Already facing a slower-than-expected launch, Sanofi’s $1.5 billion dengue vaccine Dengvaxia could do more harm than good if used in the wrong setting, a new study says.

Published in Science, the study included an analysis of all publicly available clinical data for Dengvaxia--spanning 30,000 people in 10 countries--and found that, if used in areas of low dengue prevalence, the vaccine could make infections worse. But, the authors stressed, the vaccine can help in areas where dengue is more common, by helping reduce illnesses and hospitalizations by 20% to 30%.

The reason? Dengue is different from most infectious diseases in that a person’s second infection typically is much more serious than the first, according to Imperial College London. Researchers from Johns Hopkins Bloomberg School of Public Health, Imperial College London and the University of Florida conducted the work.

If a person who hasn’t had the infection receives Dengvaxia, the vaccine “acts very much like a natural infection but without making recipients sick,” the researchers said in a release. Then, if that person encounters the virus naturally, their immune system could process it as a second infection that’s much more severe.

Sanofi has acknowledged that Dengvaxia doesn’t work well in those who haven't had a dengue infection, according to the release. The company said it intends to provide FiercePharma with more information.

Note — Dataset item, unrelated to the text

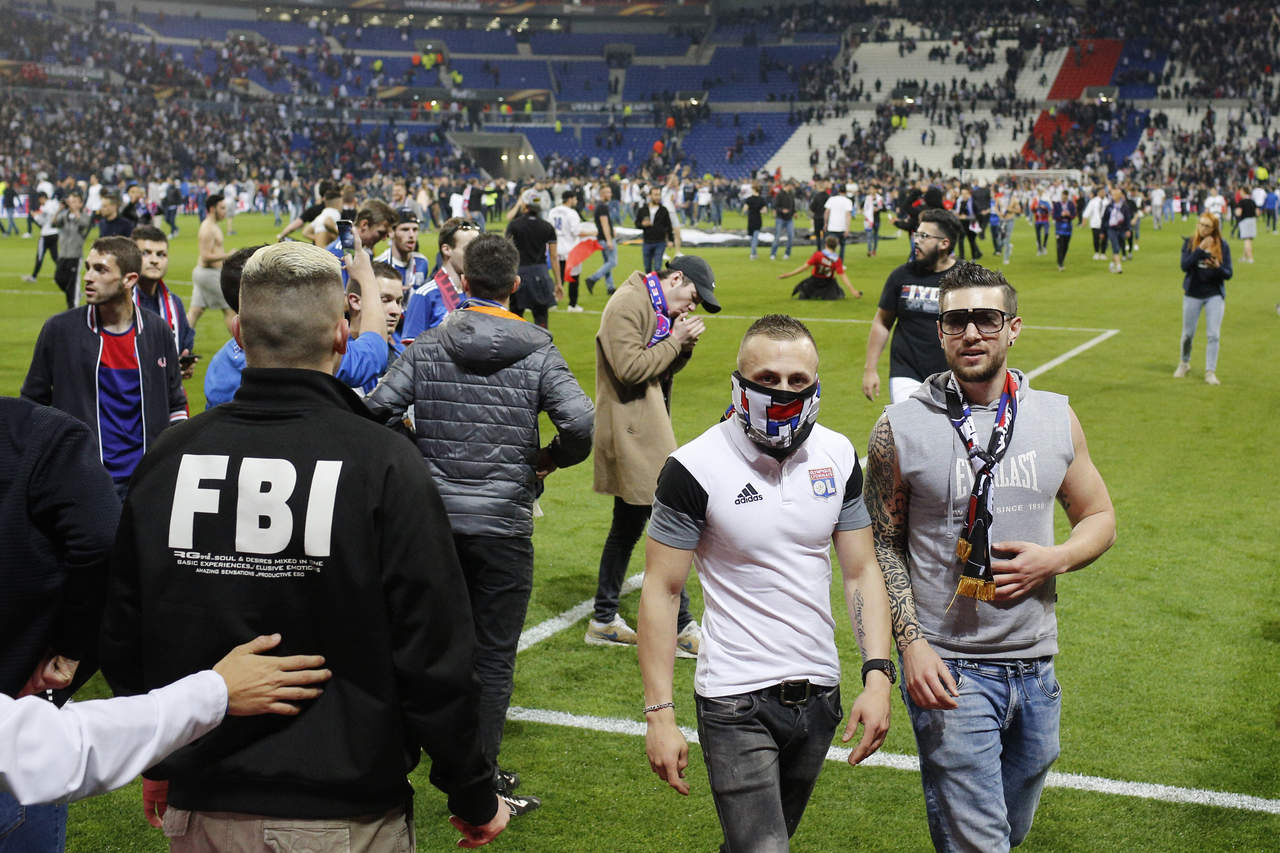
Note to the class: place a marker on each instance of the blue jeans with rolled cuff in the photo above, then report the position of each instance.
(763, 755)
(983, 763)
(31, 829)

The researchers said they hope the study can inform decisions about Dengvaxia vaccination strategies. The three-dose vaccine took Sanofi 20 years and $1.5 billion to develop, and so far, the Philippines and Brazil’s Paraná state have unveiled vaccination campaigns utilizing the shot.


The findings are in line with WHO guidelines, issued in April, that Dengvaxia be used as part of a broader dengue control strategy in areas where the virus is prevalent.

But since its launch, the vaccine has tread somewhat of a rocky path. In estimates for 2016, Sanofi figured it could rake in €200 million with Dengvaxia; after turning in just €1 million in the second quarter, the company said it would miss that figure. The company placed some of the blame for slow sales on economic and political turmoil in Latin America.

Launched late last year, the vaccine is currently available in a handful of countries--Sanofi has said it’s hoping for 20 approvals--and could see competition from Takeda’s DENVax by 2020. An NIH candidate is currently in a Phase III trial in Brazil, and last week the U.S. government and India unveiled a dengue vaccine collaboration they’re working to finalize.